Yángyī dàquán 瘍醫大全

Complete Compendium of Ulcer Medicine by 顧世澄 (Gù Shìchéng, also Gù Chéng 顧澄; Liànjiāng 練江; hào Jìngzhāi 靜齋, fl. Qiánlóng, 清) — third-generation hereditary physician of Wúhú 蕪湖 (Ānhuī), practising in Yángzhōu 揚州.

About the work

A forty-juǎn surgical encyclopedia, the most comprehensive single Qīng wàikē reference and the largest pre-modern Chinese surgical compendium overall. Compilation completed in Qiánlóng 25 (1760), additional prefaces added in 1762 and 1773 (the printing date). Gù was the third generation of a hereditary medical family, preserving his grandfather Nínghuá 寧華’s and father Qīngyán 青岩’s secret prescriptions alongside his own and an exhaustive citation of the prior surgical literature. The work was conceived as a wàikē counterpart to the imperial KR3ek009 Yīzōng jīnjiàn (1742) and was financially sponsored by fellow Huái-region physicians.

Abstract

Three prefaces frame the work in the Kanripo digitisation: that of Wāng Lìdé 汪立德 (1773), the author’s own zìxù dated Qiánlóng yǐmào (1760), and that of Qiáo Guāngliè 喬光烈 (1762), plus a fifteen-item fánlì 凡例. Gù explicitly describes the work as inspired by the imperial Yīzōng jīnjiàn compilation effort and conceived as a defining wàikē synthesis bridging nèijīng doctrinal foundations, pulse-doctrine, channel topography, and topographically organised surgical cases.

The forty juǎn divide as follows: juǎn 1–7, classical theory, pulses, channels, principles of inner pattern; juǎn 8–35, topographically ordered ailments from crown to sole, each with woodcut illustration, classical formula, master commentary, and family secret recipes; juǎn 36–40, paediatric and obstetric surgery, including a smallpox section drawn from Niè Jiǔwú 聶九吾 and Zhū Chúnhè 朱純嘏, trauma (knife / fire / falls), animal bites and toxic ingestions, with a closing Hán mén 寒門 (cold-damage gateway) capsule for emergency reference. Every lesion is illustrated, making the work the largest single-author illustrated Chinese surgical compendium.

The methodological centre of the work is its systematic completion of the nèiwài jiānzhì programme inaugurated by Chén Zìmíng’s KR3ek012 Wàikē jīngyào (1263), codified by Chén Shígōng’s KR3ek014 Wàikē zhèngzōng (1617), and given imperial sanction in the Yīzōng jīnjiàn (1742).
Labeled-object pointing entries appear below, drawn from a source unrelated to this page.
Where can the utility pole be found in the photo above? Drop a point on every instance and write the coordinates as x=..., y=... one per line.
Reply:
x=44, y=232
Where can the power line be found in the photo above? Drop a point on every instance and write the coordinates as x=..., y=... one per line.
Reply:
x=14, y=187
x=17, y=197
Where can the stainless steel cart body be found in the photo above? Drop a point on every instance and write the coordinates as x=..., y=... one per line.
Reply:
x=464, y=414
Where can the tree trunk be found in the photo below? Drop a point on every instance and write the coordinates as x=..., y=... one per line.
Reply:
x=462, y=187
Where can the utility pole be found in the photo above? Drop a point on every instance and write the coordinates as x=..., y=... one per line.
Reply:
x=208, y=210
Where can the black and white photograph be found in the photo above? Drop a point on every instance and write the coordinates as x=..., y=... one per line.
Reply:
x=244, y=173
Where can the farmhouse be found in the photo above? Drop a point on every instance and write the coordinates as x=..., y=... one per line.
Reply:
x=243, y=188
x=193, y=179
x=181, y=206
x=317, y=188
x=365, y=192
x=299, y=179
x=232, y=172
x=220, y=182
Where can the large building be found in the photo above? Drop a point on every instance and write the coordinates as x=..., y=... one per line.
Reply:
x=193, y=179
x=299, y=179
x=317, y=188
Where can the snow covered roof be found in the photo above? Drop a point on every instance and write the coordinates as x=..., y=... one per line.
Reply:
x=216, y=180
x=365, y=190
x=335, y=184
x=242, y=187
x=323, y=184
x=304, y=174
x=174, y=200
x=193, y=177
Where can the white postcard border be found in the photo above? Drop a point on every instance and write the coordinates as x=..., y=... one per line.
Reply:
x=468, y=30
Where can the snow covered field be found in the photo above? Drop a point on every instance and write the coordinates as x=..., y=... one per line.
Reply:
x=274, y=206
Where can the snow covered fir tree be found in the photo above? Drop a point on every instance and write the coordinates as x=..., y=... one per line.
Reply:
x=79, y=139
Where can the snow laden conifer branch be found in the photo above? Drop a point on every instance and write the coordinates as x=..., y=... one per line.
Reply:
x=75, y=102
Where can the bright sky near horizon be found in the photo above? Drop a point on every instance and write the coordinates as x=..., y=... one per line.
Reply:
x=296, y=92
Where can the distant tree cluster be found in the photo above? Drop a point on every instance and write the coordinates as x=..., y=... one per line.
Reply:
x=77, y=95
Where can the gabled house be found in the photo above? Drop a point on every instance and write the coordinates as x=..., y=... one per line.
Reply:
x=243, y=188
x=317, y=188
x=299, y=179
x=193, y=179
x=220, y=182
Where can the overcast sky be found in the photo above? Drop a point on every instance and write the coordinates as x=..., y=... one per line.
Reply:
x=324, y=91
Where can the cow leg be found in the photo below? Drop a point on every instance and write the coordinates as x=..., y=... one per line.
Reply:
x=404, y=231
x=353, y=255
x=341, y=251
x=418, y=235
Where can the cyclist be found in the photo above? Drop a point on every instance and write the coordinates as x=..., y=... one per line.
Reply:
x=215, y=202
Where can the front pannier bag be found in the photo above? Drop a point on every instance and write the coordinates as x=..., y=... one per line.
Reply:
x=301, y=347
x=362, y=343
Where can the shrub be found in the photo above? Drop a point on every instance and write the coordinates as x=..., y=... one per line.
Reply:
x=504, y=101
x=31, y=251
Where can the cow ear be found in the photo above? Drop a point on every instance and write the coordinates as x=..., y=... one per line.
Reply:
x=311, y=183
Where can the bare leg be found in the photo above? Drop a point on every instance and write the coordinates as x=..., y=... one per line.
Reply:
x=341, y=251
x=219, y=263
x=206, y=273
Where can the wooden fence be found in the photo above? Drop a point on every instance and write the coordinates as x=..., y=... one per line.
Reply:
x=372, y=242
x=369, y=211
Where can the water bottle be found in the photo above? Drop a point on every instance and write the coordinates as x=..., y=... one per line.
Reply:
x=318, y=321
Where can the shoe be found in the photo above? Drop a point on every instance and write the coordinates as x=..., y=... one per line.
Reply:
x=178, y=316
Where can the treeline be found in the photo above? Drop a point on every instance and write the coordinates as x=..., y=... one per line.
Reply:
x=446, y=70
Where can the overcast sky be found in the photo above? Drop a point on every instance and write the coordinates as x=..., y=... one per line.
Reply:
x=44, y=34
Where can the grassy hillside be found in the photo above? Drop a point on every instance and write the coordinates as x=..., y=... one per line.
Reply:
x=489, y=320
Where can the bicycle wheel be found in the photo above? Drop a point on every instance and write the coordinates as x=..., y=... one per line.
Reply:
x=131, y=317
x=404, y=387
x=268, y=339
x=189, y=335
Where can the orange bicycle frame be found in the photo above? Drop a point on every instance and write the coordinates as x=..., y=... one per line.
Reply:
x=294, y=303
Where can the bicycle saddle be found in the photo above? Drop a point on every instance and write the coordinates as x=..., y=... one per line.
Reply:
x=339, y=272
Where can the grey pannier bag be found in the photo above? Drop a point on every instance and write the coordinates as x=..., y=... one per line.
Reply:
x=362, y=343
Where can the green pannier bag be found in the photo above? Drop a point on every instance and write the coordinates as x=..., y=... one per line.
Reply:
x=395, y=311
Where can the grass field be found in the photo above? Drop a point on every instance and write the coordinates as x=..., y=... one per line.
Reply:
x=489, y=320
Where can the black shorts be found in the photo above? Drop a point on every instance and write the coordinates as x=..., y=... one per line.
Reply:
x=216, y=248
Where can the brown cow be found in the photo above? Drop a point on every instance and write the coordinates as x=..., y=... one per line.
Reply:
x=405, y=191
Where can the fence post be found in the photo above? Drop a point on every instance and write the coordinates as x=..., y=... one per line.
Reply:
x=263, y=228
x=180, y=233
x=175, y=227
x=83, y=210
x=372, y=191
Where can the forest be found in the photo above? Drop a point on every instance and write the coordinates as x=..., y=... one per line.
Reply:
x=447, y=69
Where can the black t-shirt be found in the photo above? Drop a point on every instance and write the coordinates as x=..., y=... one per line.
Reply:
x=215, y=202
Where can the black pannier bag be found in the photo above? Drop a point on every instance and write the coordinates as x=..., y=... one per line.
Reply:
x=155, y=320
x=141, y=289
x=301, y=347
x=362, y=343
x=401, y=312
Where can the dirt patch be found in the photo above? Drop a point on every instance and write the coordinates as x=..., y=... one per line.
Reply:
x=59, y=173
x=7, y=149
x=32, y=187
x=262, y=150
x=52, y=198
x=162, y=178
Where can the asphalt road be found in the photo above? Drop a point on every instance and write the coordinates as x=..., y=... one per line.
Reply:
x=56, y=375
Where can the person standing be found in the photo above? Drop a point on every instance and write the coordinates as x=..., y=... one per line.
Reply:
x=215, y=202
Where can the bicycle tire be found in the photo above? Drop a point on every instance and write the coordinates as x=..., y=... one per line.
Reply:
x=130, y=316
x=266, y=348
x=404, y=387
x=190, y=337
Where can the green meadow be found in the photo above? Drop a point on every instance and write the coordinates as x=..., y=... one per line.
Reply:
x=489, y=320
Where Chén Shígōng pulled the wàikē tradition toward operative surgery and Wáng Hóngxù’s KR3ek017 Quánshēng jí (1740) pulled it sharply toward internal tonification, Gù Shìchéng’s synthesis sits comprehensively in the middle. The Yángyī dàquán remained the standard Qīng wàikē desk reference into the Republican period.

Gù’s lifedates are not documented; he speaks of forty-plus years of practice in his 1760 preface, suggesting birth in the early 18th century.

Translations and research

  • 葉川 ed., 《瘍醫大全》, 人民衛生出版社, 1987 (repr. 1994) — the standard punctuated edition.
  • Annotated edition by 凌一揆 et al., 學苑出版社.
  • 中華典藏 and ctext.org digital editions.
  • No full Western-language translation located. Brief treatment in Marta Hanson, Speaking of Epidemics in Chinese Medicine, Routledge 2011.

Other points of interest

The work has been valued by historians of Chinese surgical iconography for its over one thousand woodcut lesion illustrations — among the largest single illustrated corpora in pre-modern Chinese medicine.